The captain came up, and stooping until his long body was bent almost double, verified the elevation. At each gun stood the assistant gunner, waiting to pull the lanyard that should ignite the fulminate by means of a serrated wire. And the orders were given in succession, deliberately, by number:

“Number one, Fire! Number two, Fire!”

Six reports were heard, the guns recoiled, and while they were being brought back to position the chiefs of detachment observed the effect of the shots and found that the range was short. They made the necessary correction and the evolution was repeated, in exactly the same manner as before; and it was that cool precision, that mechanical routine of duty, without agitation and without haste, that did so much to maintain the
morale
of the men. They were a little family, united by the tie of a common occupation, grouped around the gun, which they loved and reverenced as if it had been a living thing; it was the object of all their care and attention, to it all else was subservient, men, horses, caisson, everything. Thence also arose the spirit of unity and cohesion that animated the battery at large, making all its members work together for the common glory and the common good, like a well-regulated household.

The 106th had cheered lustily at the completion of the first round; they were going to make those bloody Prussian guns shut their mouths at last! but their elation was succeeded by dismay when it was seen that the projectiles fell short, many of them bursting in the air and never reaching the bushes that served to mask the enemy’s artillery.

“Honore,” Maurice continued, “says that all the other pieces are popguns and that his old girl is the only one that is good for anything. Ah, his old girl! He talks as if she were his wife and there were not another like her in the world! Just notice how jealously he watches her and makes the men clean her off! I suppose he is afraid she will overheat herself and take cold!”
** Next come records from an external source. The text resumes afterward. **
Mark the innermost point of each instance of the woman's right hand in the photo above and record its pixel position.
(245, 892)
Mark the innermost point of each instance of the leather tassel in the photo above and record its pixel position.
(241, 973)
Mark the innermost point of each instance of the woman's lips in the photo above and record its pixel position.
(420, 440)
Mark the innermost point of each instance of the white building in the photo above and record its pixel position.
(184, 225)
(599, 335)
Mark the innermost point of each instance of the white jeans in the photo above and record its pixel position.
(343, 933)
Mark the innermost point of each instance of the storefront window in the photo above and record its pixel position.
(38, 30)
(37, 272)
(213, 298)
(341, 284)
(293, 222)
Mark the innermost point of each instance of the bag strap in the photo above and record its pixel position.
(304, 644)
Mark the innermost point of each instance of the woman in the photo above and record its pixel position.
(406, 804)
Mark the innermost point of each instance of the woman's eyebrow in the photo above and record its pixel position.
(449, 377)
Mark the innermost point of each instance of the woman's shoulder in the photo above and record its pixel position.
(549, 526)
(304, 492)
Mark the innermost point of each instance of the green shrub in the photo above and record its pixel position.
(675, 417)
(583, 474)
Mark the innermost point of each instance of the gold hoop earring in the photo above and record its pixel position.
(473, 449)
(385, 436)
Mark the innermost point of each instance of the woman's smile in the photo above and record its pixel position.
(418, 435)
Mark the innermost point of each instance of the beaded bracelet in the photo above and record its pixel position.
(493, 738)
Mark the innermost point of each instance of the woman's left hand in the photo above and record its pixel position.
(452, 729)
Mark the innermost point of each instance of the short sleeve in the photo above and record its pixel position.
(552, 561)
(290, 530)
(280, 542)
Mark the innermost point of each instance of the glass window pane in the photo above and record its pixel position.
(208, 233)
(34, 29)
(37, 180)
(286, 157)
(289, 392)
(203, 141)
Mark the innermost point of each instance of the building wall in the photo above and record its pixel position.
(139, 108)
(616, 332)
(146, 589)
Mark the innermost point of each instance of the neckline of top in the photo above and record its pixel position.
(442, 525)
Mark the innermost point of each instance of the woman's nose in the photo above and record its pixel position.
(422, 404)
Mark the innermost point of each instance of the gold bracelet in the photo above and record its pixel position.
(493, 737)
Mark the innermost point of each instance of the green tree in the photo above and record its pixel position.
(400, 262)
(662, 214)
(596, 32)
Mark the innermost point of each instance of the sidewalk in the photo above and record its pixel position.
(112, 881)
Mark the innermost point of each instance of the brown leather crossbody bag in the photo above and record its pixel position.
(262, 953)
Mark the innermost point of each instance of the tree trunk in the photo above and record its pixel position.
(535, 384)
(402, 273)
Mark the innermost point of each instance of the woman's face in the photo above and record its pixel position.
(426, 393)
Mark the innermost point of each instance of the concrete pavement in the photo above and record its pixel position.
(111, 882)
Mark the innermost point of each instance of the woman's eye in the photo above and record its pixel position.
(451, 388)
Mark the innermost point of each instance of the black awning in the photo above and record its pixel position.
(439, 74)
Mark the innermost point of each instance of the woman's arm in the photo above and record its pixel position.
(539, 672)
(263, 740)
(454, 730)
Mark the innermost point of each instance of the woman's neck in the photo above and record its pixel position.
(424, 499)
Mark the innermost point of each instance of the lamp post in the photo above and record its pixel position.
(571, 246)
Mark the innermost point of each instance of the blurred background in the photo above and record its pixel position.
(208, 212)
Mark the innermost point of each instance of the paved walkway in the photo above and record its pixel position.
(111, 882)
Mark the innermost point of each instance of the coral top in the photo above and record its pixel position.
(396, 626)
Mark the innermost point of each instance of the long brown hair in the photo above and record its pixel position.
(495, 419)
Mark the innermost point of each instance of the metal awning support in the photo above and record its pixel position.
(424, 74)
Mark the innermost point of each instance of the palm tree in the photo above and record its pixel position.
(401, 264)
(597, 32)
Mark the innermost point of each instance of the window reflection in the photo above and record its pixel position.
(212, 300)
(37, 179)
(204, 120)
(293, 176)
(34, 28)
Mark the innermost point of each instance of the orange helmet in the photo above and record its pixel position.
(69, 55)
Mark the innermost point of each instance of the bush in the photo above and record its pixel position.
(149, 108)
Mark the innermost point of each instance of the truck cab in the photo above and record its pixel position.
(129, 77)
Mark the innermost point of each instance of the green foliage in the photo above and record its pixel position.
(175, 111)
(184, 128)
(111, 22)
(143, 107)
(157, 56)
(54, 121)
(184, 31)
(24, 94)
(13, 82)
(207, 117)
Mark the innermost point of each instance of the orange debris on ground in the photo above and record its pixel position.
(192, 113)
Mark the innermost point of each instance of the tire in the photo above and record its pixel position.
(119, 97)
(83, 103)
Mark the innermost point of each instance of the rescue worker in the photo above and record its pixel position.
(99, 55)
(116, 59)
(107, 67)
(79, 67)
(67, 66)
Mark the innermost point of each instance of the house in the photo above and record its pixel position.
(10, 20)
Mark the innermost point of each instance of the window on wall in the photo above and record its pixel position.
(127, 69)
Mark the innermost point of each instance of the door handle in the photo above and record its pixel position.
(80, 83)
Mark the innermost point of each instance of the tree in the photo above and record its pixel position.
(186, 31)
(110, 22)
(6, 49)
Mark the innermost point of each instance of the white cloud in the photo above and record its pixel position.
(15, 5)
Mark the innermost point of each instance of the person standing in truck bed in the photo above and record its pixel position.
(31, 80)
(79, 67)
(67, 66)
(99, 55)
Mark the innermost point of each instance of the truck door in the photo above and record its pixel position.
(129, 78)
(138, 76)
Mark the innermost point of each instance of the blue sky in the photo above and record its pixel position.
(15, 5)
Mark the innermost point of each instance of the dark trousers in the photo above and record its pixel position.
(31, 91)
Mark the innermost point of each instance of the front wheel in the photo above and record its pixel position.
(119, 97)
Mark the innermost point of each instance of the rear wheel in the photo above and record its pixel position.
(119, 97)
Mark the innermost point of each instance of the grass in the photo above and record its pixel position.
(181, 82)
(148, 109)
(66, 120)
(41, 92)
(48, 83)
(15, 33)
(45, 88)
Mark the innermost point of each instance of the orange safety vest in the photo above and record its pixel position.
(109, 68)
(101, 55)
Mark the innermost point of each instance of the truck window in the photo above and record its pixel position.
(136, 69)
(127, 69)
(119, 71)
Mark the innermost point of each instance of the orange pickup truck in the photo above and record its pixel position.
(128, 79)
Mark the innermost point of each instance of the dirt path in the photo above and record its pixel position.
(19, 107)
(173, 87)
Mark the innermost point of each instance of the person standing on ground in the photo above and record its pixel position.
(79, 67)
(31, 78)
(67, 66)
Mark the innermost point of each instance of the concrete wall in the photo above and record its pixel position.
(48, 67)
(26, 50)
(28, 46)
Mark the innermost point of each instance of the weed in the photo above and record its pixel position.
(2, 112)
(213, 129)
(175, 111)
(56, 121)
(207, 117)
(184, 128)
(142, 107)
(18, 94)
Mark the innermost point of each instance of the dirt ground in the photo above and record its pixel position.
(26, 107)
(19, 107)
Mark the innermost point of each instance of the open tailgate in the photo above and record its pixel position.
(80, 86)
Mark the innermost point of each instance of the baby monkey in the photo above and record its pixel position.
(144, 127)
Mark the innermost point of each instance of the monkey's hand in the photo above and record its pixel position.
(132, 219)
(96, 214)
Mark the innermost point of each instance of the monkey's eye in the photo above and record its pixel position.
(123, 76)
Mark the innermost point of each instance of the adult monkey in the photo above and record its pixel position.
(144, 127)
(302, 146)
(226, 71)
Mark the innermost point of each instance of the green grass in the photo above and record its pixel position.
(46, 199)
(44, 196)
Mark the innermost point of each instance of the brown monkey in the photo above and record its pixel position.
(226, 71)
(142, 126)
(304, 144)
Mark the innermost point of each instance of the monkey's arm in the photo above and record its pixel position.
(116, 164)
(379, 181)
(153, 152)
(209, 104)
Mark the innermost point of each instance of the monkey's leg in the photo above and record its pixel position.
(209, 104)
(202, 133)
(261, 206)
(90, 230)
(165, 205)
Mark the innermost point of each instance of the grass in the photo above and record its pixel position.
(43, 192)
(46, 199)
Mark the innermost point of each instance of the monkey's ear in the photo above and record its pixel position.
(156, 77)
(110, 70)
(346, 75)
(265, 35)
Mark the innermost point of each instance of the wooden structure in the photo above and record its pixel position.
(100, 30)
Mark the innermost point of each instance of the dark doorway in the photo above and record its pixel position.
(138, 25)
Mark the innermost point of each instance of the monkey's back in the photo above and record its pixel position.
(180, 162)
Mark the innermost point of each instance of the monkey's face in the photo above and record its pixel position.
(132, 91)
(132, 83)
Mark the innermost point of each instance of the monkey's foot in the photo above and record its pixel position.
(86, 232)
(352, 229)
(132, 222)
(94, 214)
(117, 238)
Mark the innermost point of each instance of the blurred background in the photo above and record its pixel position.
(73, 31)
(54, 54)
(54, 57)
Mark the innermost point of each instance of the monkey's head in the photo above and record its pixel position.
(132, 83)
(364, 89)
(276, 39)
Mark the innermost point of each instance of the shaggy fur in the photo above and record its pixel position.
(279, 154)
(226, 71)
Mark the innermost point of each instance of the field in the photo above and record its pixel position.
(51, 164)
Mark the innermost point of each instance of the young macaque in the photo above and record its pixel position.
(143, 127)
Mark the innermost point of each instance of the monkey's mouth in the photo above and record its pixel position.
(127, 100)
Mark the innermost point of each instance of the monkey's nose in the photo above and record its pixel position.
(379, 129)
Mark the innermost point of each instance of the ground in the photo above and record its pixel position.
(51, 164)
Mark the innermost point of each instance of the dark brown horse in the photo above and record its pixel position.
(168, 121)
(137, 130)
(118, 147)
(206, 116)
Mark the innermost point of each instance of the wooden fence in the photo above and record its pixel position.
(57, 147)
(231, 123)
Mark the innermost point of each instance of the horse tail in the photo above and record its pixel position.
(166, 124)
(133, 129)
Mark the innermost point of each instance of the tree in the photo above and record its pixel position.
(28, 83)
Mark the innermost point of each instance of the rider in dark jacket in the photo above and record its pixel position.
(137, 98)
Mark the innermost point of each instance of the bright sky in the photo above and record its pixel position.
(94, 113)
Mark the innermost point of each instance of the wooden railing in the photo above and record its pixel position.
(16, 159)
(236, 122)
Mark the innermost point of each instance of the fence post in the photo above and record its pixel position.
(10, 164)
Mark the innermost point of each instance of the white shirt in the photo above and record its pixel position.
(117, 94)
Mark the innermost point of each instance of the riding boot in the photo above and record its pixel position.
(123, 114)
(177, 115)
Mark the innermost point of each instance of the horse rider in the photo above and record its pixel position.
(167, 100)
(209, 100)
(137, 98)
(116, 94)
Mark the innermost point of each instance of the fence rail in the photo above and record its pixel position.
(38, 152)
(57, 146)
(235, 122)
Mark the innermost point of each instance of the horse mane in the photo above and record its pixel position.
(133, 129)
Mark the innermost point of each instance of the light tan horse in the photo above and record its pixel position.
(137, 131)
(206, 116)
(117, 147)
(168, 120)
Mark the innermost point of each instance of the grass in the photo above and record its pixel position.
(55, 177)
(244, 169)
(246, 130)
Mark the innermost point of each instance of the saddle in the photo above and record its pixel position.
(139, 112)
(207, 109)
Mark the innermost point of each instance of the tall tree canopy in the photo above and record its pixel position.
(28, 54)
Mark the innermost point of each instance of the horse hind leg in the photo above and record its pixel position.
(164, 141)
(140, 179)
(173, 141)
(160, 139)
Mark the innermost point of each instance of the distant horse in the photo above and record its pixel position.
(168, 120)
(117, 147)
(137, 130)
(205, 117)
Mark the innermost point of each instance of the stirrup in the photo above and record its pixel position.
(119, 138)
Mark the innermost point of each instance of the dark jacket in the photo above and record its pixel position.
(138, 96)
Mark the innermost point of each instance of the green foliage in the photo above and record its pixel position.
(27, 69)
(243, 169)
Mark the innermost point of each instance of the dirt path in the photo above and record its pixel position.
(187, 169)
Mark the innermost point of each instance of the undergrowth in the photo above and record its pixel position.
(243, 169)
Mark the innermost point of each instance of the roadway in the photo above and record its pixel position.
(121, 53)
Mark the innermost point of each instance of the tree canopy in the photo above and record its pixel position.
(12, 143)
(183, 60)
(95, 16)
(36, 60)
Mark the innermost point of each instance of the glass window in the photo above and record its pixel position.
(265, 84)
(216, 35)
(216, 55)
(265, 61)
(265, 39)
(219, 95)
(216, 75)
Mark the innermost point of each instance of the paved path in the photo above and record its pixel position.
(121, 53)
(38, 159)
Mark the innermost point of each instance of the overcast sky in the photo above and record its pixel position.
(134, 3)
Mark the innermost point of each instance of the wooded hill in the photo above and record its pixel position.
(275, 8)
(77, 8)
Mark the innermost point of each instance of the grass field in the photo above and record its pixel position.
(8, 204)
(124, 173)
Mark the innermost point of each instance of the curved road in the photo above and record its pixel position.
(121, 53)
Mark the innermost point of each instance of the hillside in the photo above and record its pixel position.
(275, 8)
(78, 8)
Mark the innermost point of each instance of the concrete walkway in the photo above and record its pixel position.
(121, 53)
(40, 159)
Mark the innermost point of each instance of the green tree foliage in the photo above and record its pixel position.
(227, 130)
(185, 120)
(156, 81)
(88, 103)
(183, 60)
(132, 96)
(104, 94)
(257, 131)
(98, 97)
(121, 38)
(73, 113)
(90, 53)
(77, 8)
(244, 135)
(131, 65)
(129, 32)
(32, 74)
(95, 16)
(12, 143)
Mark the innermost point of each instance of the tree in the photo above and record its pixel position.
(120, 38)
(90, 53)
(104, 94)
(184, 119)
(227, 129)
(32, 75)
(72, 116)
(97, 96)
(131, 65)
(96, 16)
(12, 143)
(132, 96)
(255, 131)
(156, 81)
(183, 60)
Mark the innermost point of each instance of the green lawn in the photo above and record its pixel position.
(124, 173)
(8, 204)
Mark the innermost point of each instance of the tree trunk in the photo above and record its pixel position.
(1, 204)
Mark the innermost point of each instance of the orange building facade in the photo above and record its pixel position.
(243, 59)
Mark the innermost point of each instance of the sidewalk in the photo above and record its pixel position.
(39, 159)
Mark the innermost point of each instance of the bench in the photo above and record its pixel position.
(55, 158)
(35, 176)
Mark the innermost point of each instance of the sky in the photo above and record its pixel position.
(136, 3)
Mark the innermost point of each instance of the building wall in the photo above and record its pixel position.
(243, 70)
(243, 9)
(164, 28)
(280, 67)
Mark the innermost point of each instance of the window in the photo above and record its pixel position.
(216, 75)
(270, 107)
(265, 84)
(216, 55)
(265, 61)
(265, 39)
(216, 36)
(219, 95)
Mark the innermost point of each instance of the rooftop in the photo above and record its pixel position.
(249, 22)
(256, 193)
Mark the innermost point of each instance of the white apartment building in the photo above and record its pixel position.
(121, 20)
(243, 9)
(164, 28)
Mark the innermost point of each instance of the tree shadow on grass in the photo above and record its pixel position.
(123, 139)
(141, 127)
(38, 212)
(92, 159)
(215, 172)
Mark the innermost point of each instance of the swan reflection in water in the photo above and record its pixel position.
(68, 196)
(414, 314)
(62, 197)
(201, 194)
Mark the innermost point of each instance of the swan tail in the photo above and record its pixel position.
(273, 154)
He continued rattling on in this pleasant vein to Jean, both of them cheered and encouraged by the cool bravery with which the artillerymen served their guns; but the Prussian batteries, after firing three rounds, had now got the range, which, too long at the beginning, they had at last ciphered down to such a fine point that their shells were landed invariably among the French pieces, while the latter, notwithstanding the efforts that were made to increase their range, still continued to place their projectiles short of the enemy’s position. One of Honore’s cannoneers was killed while loading the piece; the others pushed the body out of their way, and the service went on with the same methodical precision, with neither more nor less haste. In the midst of the projectiles that fell and burst continually the same unvarying rhythmical movements went on uninterruptedly about the gun; the cartridge and shell were introduced, the gun was pointed, the lanyard pulled, the carriage brought back to place; and all with such undeviating regularity that the men might have been taken for automatons, devoid of sight and hearing.